A Merrill Lynch study, conducted in partnership with Age Wave, finds that the 40 million family caregivers in the U.S. spend $190 billion per year on their adult care recipients. Despite the financial, emotional and functional challenges in this life stage, preserving the dignity of their loved one is their primary goal. The vast majority of caregivers (91 percent) are grateful they could be there to provide care, and 77 percent say they “would gladly do so again.”
Family caregivers are America’s other social security, providing the bulk of long-term care today. The aging of the baby boomers will result in unprecedented numbers of people in America needing care.

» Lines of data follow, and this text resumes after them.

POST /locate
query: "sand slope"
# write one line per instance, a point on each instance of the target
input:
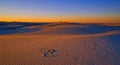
(73, 45)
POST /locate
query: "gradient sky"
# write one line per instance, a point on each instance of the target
(60, 10)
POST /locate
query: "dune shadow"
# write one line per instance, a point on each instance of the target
(19, 27)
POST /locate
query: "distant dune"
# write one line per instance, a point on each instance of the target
(59, 44)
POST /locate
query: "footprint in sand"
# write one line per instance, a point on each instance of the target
(48, 52)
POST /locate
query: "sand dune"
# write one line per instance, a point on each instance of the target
(74, 44)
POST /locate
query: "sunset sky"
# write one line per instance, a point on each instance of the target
(60, 10)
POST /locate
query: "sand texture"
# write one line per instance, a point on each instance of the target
(59, 44)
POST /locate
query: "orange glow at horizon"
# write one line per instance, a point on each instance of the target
(67, 19)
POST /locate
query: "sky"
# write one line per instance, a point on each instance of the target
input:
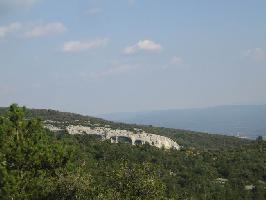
(102, 56)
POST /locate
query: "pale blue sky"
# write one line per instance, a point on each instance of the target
(101, 56)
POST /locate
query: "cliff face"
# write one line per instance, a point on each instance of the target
(137, 137)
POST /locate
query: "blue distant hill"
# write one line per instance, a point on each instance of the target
(238, 120)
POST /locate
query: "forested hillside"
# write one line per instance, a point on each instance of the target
(182, 137)
(38, 164)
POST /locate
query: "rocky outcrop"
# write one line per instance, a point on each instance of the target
(137, 137)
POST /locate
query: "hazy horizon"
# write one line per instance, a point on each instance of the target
(95, 56)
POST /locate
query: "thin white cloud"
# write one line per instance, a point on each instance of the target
(6, 5)
(115, 70)
(49, 29)
(30, 30)
(176, 60)
(131, 2)
(10, 29)
(143, 45)
(257, 54)
(77, 46)
(94, 11)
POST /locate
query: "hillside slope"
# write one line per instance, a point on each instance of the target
(249, 121)
(182, 137)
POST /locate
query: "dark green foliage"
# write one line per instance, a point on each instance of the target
(37, 164)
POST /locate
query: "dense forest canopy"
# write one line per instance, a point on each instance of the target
(38, 164)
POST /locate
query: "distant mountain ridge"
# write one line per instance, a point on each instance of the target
(182, 137)
(242, 120)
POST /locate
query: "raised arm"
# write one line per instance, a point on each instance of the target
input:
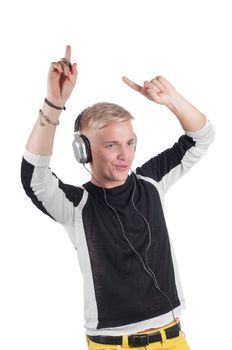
(161, 91)
(61, 80)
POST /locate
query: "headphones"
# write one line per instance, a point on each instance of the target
(81, 145)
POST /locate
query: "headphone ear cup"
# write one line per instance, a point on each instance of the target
(135, 136)
(82, 149)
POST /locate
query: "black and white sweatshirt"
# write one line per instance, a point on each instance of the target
(119, 297)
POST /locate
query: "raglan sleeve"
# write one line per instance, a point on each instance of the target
(169, 166)
(53, 197)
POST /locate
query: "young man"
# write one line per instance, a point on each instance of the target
(132, 291)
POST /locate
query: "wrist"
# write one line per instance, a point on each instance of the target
(176, 102)
(59, 102)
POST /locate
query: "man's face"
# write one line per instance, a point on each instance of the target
(112, 152)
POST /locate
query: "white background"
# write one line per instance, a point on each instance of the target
(188, 42)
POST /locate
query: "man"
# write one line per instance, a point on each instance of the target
(132, 291)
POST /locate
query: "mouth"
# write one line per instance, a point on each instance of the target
(121, 168)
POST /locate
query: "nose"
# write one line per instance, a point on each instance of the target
(122, 153)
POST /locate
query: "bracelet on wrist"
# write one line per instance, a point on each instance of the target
(54, 106)
(45, 120)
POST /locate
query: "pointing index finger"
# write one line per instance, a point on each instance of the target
(68, 53)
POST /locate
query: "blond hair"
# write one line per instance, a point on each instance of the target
(99, 115)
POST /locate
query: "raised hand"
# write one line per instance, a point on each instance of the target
(62, 77)
(158, 90)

Key findings of the study include:
Much more than hands-on care. Providing emotional support (98 percent), financial caregiving (92 percent), household support (92 percent) and care coordination (79 percent) far outweigh physical care (64 percent).

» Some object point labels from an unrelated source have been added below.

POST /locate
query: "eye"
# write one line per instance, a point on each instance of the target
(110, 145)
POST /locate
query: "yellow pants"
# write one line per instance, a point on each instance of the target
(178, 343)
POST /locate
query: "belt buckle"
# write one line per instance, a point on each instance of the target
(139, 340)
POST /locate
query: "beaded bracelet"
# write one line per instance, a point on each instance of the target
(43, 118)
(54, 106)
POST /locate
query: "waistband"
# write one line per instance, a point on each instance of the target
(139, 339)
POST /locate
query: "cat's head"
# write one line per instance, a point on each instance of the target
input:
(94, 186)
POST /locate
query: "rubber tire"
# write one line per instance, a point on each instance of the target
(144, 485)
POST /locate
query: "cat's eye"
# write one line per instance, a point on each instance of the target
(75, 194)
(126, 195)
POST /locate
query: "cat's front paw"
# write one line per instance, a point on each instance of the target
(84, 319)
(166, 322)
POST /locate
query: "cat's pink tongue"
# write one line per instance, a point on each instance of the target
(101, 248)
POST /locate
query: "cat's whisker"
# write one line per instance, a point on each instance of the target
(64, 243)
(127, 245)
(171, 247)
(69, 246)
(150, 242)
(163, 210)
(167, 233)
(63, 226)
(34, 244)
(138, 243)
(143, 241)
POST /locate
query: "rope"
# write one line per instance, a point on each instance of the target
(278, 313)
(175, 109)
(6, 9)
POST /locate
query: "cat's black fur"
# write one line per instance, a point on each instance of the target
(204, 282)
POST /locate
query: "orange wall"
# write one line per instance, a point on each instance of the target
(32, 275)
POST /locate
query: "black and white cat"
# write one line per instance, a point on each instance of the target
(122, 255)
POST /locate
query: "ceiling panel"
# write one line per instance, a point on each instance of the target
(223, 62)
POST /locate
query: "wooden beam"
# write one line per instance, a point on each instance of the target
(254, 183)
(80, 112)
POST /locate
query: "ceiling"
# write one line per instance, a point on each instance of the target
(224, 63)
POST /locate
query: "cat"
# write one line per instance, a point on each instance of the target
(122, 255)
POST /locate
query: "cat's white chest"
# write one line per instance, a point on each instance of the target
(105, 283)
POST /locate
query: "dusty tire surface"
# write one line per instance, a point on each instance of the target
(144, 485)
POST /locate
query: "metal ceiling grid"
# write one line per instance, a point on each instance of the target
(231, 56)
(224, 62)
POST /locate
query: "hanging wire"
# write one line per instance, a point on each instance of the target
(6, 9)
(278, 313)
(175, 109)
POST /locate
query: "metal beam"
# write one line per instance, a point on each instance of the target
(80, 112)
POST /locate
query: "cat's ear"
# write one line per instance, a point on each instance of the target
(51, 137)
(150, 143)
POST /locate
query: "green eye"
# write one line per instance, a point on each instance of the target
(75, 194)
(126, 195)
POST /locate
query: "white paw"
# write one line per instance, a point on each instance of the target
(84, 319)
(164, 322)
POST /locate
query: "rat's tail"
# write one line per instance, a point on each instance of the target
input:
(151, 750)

Financial costs – with little discussion of their ramifications. Seventy-five percent of financial contributors and their care recipients have not discussed the financial impacts of these contributions.
Caregiving for a spouse vs. for a parent. A spouse is 3.5 times more likely to be the sole caregiver looking after a care recipient, and is more likely to spend more out of pocket on care-related costs. Their caregiving journey is also different in terms of the obligations and financial interdependencies they hold with their loved one.

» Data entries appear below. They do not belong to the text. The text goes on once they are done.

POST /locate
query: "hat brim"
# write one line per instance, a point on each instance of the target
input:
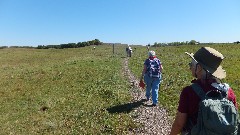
(219, 72)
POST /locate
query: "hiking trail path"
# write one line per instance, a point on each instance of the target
(154, 119)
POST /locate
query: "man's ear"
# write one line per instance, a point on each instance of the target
(199, 68)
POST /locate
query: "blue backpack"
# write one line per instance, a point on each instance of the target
(153, 67)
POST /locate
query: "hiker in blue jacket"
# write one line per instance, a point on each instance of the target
(152, 73)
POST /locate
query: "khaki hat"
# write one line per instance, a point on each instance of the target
(210, 59)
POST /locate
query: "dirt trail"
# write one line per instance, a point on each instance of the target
(154, 119)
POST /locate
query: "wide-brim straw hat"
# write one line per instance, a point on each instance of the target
(210, 59)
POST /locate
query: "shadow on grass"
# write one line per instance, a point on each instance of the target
(125, 108)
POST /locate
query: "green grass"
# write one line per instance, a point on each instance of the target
(63, 91)
(176, 73)
(75, 91)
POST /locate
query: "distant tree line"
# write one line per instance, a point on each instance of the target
(192, 42)
(71, 45)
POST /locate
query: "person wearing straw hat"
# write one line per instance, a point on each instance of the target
(205, 67)
(152, 73)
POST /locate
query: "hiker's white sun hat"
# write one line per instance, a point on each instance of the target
(210, 59)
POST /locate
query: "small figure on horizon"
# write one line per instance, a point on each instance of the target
(152, 75)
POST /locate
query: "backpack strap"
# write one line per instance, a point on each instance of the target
(198, 90)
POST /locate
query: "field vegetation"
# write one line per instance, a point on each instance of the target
(70, 91)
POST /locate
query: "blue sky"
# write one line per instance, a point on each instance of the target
(47, 22)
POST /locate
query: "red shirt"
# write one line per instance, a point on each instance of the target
(189, 100)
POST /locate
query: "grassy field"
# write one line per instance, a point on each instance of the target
(176, 73)
(69, 91)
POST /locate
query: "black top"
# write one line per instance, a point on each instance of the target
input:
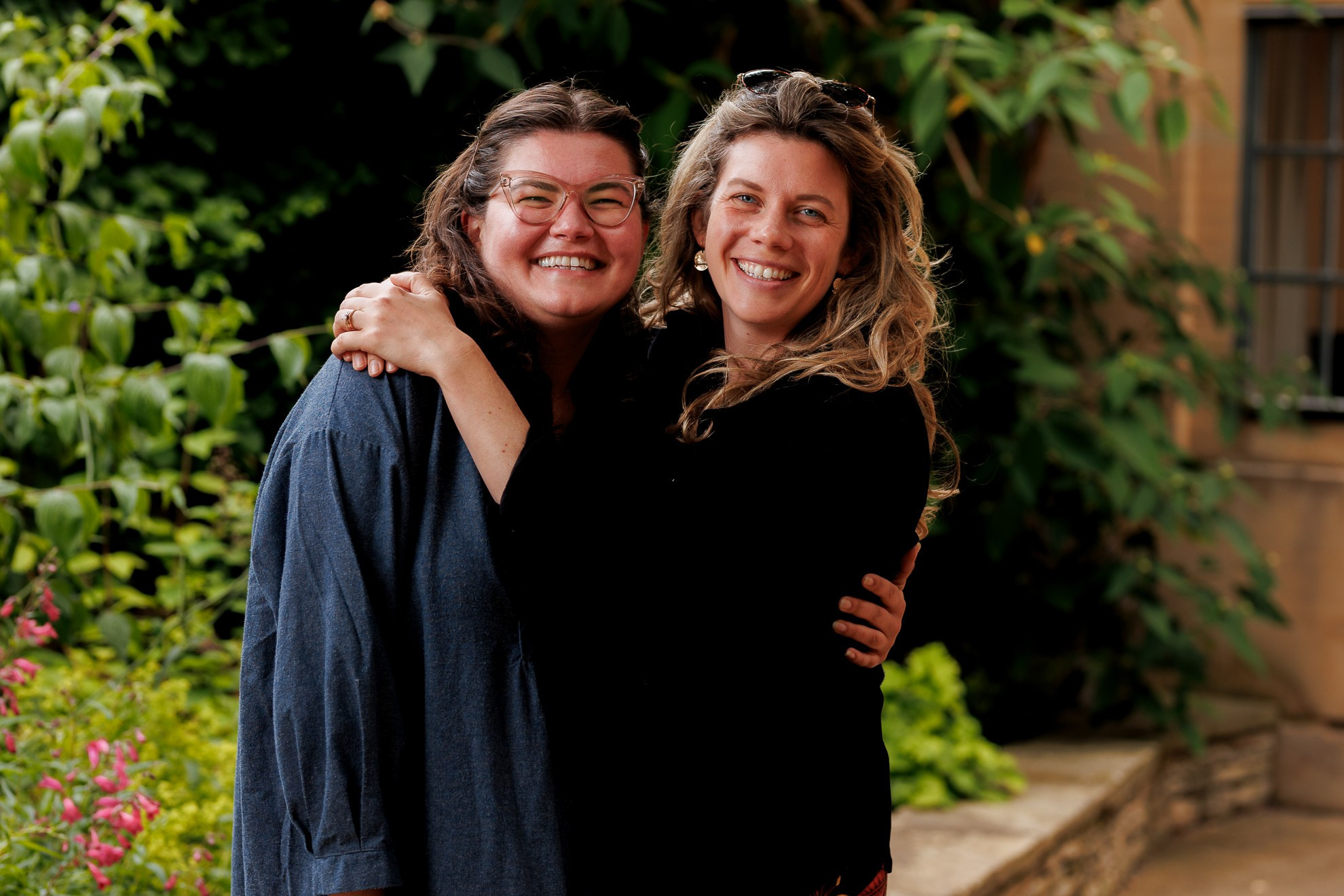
(769, 777)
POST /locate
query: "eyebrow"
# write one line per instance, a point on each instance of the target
(809, 198)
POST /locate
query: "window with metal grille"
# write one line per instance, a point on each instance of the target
(1293, 196)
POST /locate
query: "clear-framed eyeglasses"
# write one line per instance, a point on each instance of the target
(539, 199)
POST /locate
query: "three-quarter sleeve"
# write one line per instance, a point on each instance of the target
(319, 724)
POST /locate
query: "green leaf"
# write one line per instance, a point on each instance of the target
(116, 631)
(24, 144)
(64, 414)
(1079, 108)
(1172, 124)
(94, 100)
(1134, 93)
(127, 492)
(417, 62)
(64, 362)
(143, 399)
(112, 329)
(1045, 78)
(417, 14)
(69, 134)
(61, 520)
(983, 100)
(292, 355)
(928, 108)
(1041, 370)
(208, 382)
(499, 67)
(8, 299)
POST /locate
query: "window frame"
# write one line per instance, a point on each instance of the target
(1330, 277)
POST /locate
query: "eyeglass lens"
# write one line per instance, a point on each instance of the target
(762, 81)
(538, 200)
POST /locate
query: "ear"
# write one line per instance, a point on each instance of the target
(698, 226)
(472, 226)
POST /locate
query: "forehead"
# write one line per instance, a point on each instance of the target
(788, 164)
(569, 156)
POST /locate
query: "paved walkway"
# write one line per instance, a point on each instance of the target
(1273, 852)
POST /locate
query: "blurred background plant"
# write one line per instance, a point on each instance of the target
(151, 249)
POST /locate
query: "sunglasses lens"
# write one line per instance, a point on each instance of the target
(761, 79)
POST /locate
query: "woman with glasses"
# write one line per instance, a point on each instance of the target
(400, 705)
(780, 448)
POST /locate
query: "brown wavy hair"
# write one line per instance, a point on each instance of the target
(443, 250)
(880, 321)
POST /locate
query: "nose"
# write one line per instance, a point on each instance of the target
(573, 222)
(770, 229)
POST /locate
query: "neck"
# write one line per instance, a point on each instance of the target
(559, 352)
(742, 339)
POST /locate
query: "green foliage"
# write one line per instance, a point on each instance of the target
(935, 746)
(1073, 321)
(183, 765)
(136, 466)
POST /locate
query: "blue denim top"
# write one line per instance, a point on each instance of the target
(390, 732)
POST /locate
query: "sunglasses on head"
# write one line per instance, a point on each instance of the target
(765, 81)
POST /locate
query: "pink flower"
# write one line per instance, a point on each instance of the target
(98, 878)
(151, 808)
(27, 631)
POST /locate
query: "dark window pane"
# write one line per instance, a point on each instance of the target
(1286, 234)
(1296, 83)
(1284, 312)
(1328, 355)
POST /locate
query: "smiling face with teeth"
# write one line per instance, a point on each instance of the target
(774, 236)
(565, 274)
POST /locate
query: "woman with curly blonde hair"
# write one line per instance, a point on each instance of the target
(779, 451)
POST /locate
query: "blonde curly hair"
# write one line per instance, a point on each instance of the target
(880, 321)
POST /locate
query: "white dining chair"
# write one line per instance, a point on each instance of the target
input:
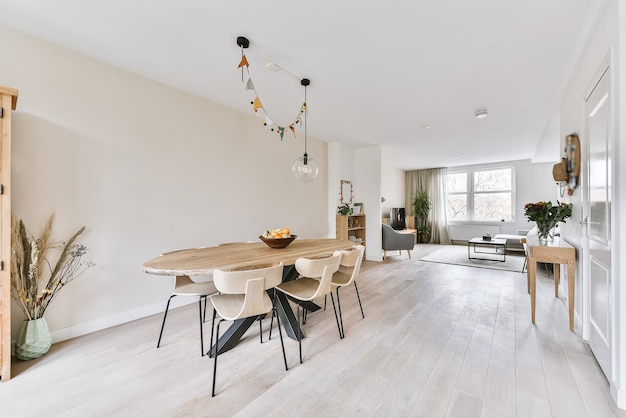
(314, 281)
(243, 294)
(184, 286)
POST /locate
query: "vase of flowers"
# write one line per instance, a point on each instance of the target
(547, 216)
(36, 279)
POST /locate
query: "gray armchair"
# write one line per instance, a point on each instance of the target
(395, 241)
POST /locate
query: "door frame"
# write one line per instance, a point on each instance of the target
(607, 64)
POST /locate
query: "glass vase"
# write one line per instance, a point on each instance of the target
(33, 339)
(545, 232)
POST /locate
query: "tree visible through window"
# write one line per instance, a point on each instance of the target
(480, 195)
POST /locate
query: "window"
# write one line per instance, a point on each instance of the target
(480, 195)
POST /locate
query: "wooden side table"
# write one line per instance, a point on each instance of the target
(556, 252)
(408, 231)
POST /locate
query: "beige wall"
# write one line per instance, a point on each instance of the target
(147, 169)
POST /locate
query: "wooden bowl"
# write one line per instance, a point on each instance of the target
(278, 242)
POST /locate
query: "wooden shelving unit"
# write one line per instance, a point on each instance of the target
(8, 101)
(351, 226)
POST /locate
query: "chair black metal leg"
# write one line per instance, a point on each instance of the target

Caregiving gender gap. Both for cultural and biological reasons, women are more commonly caregivers for spouses and parents, averaging six years of caregiving in their lifetime versus four years for men.2 As a result, women are disproportionately impacted by the challenges of caregiving, including struggling to balance responsibilities and making career sacrifices. And then, more find themselves alone and without someone to care for them when needed.
Responsibilities extend beyond the care recipient’s life. Sixty-one percent of the time, caregivers expect their role will end with the death of their loved one. However, the complexities of financial, legal, and other aspects of caregiving often continue for months or even years.